The selection of different parameters significantly influences the simulation of influenza dynamics. A high R0 value typically indicates rapid disease transmission57,58, leading to a swift increase in the number of infected individuals during an outbreak. This rapid spread can facilitate a quicker return to an equilibrium state of transmission. In the warming state, the observed reduction in the fluctuation of infection numbers may be attributed to an increase in R0, which markedly affects the spread speed, thus rendering the impact of warming on infection numbers relatively minimal. When the average immune time L is small, individuals sustain immunity for a limited time following infection, resulting in accelerated fluctuations in the proportion of susceptible and infected persons, and the transmission rate will quickly return to the new equilibrium state. In the case where (L=0), the model simplifies to an SI (Susceptible-Infected) model57, wherein the absence of immunity allows for continuous reinfection. Furthermore, an increase in the duration of the mean infectious period (D) extends the time from infection to the manifestation of symptoms, thereby prolonging the infectious cycle. This extension yields flatter and less volatile epidemic peaks and troughs, indicating a smoothing of virus spread. Consequently, while the peaks of influenza seasons may become less pronounced, the overall duration of the epidemic tends to increase.

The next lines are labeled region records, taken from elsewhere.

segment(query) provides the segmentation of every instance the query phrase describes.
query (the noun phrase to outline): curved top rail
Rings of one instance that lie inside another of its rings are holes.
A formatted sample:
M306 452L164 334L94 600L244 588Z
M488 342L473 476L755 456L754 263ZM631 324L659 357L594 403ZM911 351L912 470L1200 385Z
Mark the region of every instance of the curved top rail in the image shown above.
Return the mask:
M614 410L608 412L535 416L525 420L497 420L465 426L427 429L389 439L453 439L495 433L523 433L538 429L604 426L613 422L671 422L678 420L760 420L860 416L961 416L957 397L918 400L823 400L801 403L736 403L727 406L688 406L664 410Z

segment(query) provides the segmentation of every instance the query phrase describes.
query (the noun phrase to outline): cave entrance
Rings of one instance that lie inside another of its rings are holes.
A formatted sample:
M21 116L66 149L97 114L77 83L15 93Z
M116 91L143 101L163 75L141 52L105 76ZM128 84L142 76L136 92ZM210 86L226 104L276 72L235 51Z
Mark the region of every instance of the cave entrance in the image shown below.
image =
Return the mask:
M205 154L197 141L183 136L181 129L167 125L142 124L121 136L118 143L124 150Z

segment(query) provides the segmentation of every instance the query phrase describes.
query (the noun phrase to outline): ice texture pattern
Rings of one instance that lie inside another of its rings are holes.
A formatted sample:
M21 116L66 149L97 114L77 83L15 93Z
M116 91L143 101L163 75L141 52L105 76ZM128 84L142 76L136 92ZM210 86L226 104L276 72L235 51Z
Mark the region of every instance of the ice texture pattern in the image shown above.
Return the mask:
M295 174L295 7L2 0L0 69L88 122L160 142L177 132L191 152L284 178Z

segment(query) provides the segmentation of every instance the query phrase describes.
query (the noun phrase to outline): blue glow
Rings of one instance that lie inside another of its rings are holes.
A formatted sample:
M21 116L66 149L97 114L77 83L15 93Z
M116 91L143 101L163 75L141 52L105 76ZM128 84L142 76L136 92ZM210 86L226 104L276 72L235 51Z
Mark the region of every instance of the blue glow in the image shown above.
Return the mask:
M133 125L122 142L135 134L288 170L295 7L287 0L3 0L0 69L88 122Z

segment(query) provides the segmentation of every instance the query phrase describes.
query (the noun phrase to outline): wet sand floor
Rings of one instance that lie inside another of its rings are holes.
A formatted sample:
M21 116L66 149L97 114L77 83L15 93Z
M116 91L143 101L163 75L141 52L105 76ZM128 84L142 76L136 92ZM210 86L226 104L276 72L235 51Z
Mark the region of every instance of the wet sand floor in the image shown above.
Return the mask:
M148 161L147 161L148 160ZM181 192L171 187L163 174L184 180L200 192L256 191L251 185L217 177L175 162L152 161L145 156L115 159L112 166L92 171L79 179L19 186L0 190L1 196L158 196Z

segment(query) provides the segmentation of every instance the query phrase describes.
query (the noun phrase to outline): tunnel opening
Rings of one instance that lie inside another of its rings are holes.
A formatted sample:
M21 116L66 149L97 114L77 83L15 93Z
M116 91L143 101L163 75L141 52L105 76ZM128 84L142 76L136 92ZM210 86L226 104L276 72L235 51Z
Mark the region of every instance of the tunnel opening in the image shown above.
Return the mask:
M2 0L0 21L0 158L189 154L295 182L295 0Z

We calculated the peak-to-trough ratio (PTR) of the simulation results regarding the number of infected individuals across the entire series of temperature rises (FW, FS, FWS, and FSW, Table 2). Our analysis revealed that a greater rise in temperature during winter yielded a smaller PTR, indicating a diminishing magnitude in the fluctuations of infection numbers. Previous research has highlighted that seasonal patterns of influenza in low-latitude regions exhibit ambiguity and relatively low volatility59. This study further confirmed that as winter temperatures rise, the epidemic volatility associated with influenza significantly diminishes. Consequently, rising winter temperatures are likely to align incidence patterns in middle and high latitude regions more closely with those observed in low-latitude areas, thereby reflecting the validity of our model to some extent. Conversely, the trend of PTR change during summer is contrary to that observed in winter. In scenarios where both winter and summer experience simultaneous temperature increases, results from FWS were largely consistent with FW outcomes; however, summer warming primarily influenced population change magnitude rather than overall trends. Notably, the results of FSW did not align with those of FS but exhibited greater similarity to those of FW. Based on the analysis of PTR, we believe that the impact of winter warming on influenza dynamics far surpasses that of summer warming. Therefore, future research should focus more on the potential implications of the warm winter phenomenon on the development of influenza epidemics.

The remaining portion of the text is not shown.